PeggyMitchellsCameo · 23/06/2025 20:22

So it’s hard if he marries this girl but horrific if they broke up? Honestly, not everyone joins the Riot Club at Uni.
I bloody hated it, although I loved the place. Loads of friends at home, made two there in three years. Could not wait for it to be done.
Not everyone gets a 2:1, unless they are lying on their LinkedIn….

Okiedokie123 · 23/06/2025 20:23

@UserM6 I totally get how you feel. xx

lyinginthebathpondering · 23/06/2025 20:24

I got a 1:1. In all honesty, I don’t think it’s put me at any advantage over those who got a 2:1 on the same course. In fact, out of my cohort the people who have gone on to the highest earning jobs aren’t the ones who got the 1:1s.

Only a very small % of people get a 1:1, it’s to really distinguish the top achievers.

it sounds like he has a fulfilling time during his years there, even if not in the more ‘traditional’ (party!) sense. I think the younger generation are quite a different breed now in terms of not being party animals and the drinking scene.

Don’t be disappointed, it’s something to be proud of. He will be fine.

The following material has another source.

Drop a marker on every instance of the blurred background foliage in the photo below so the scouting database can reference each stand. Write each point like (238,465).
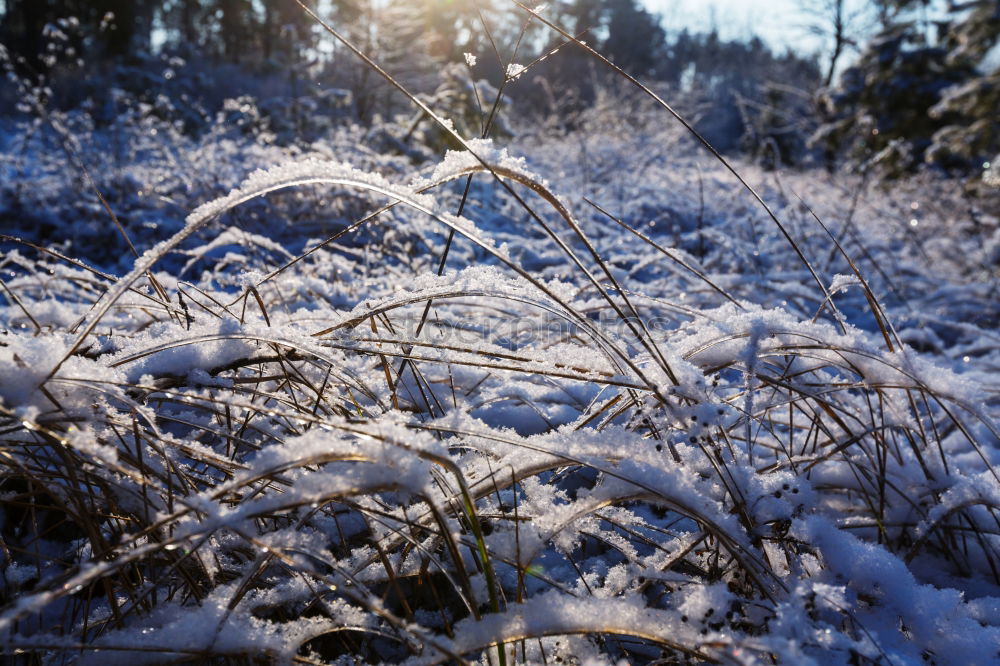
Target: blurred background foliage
(900,85)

Motheroffive999 · 23/06/2025 20:25

I know a girl who didn't go to her graduation because she didn't get a first.Our son got a 2:1 and we were so proud and he has the most amazing job and is getting married in 2 weeks.
Our other son did A levels and an apprenticeship and he has a fabulous job , no uni , got a lovely girlfriend , both happy and healthy, that is all we care about.